Posterior distributions arising out of coalescent-based models of genetic diversity are nearly always intractable. Markov chain Monte Carlo methods, typically based on the Metropolis-Hastings algorithm, are gold-standard tools for sampling from these posteriors. However, their computational cost scales notoriously badly with problem complexity, so that their practical use is restricted to data sets which are small by modern standards. There is a growing library of sophisticated MCMC methods which use the gradient of a posterior density to guide the chain during its run. These methods have better theoretical scaling properties than Metropolis-Hastings, but cannot be readily implemented for coalescent models because a posterior defined on discrete tree topologies does not have a natural analogue of a gradient. I will demonstrate how embedding spaces of coalescent trees into a continuous space can enable the use of gradient information in algorithm specification, and also provides a framework for designing adaptive MCMC algorithms in a principled way. Tests on simple examples show that these methods speed up mixing over the posterior, sometimes dramatically.

###### Phil Hanson (Warwick): In order to move forward, we must look back

[Talk + poster] The models in population genetics fall roughly into two categories. First we have backwards in time models like the coalescent which attempt to describe the structure of our ancestry backwards in time, culminating in a most recent common ancestor (MRCA) whom we have to thank for our existence. Secondly we have models that look forward in time like the Wright-Fisher diffusion and Fleming-Viot (FV) process. These processes try to capture changes in allele frequencies in a population moving forwards in time, due to effects like genetic drift, mutation and natural selection. There is a wonderful mathematical link between these two sets of processes via moment duality. This duality allows us to study one set of processes in order to say interesting things about another. In this talk I will start by presenting some results on the Kingman coalescent and Ancestral selection graph at small times, ultimately proving a diffusion limit for the CLT fluctuations of the ASG. This new knowledge of small time coalescent behaviour helps analyse small-time behaviour in the FV process with parent-independent mutation, allowing us to prove the existence of a FV CLT. This results in a Gaussian random measure-valued process which, over time, converges to a coloured noise.

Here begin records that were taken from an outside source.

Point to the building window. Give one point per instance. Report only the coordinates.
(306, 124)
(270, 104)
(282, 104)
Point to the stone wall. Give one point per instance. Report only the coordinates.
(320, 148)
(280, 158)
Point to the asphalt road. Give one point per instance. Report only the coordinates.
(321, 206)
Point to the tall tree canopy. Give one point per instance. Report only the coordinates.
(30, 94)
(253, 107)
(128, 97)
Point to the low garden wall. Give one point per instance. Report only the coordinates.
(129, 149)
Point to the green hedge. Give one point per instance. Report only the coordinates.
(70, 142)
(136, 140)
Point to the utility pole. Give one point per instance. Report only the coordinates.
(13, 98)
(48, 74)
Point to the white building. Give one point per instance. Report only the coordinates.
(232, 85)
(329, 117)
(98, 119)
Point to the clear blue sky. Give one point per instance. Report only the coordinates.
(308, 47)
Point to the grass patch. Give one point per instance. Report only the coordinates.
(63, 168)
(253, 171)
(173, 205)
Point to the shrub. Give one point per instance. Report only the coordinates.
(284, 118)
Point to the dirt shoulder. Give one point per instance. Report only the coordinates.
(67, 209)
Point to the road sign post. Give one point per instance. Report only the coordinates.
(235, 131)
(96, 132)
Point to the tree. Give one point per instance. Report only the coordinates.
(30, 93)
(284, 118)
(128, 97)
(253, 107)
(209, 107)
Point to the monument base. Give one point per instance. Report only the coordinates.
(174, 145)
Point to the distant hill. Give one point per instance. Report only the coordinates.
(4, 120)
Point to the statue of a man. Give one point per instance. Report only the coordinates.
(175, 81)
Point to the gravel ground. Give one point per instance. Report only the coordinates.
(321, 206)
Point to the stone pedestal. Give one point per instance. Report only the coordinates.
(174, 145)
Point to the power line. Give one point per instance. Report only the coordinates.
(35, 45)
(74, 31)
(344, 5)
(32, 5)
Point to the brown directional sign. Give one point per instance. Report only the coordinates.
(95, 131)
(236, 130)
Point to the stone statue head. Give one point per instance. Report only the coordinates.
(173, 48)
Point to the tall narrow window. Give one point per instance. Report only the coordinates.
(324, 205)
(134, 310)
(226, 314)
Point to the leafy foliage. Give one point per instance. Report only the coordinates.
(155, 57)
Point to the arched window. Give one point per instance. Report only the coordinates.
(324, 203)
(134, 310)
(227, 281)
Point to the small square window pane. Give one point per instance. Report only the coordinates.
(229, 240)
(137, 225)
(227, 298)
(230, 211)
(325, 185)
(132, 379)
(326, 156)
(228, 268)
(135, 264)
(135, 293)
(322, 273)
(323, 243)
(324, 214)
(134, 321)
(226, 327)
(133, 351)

###### Trevor Cousins (Cambridge): Inference of ancestral population structure from a single diploid genome sequence

[Poster] Many existing methods for demographic inference, such as the pairwise sequentially Markovian coalescent (PSMC), assume that ancestral populations experience panmixia. If a population is structured, these methods will exhibit large bias in their estimation of historical population size. We investigate the underlying parameters of the PSMC - specifically, the transition matrix of its HMM - to see if it can reveal any information about the presence of ancestral population structure. By analysing the pairwise distribution of time till coalescence in models of population structure and seeing how this compares with panmixia, we seek to reparameterise the transition matrix to be a function of population splits and migrations, as well as a history of population size changes. For inferring the demographic parameters that characterise the HMM, we take a novel approach by fitting a free transition matrix in the EM algorithm, as opposed to traditional methods that constrain their transition probabilities per iteration by the current set of population size change parameters.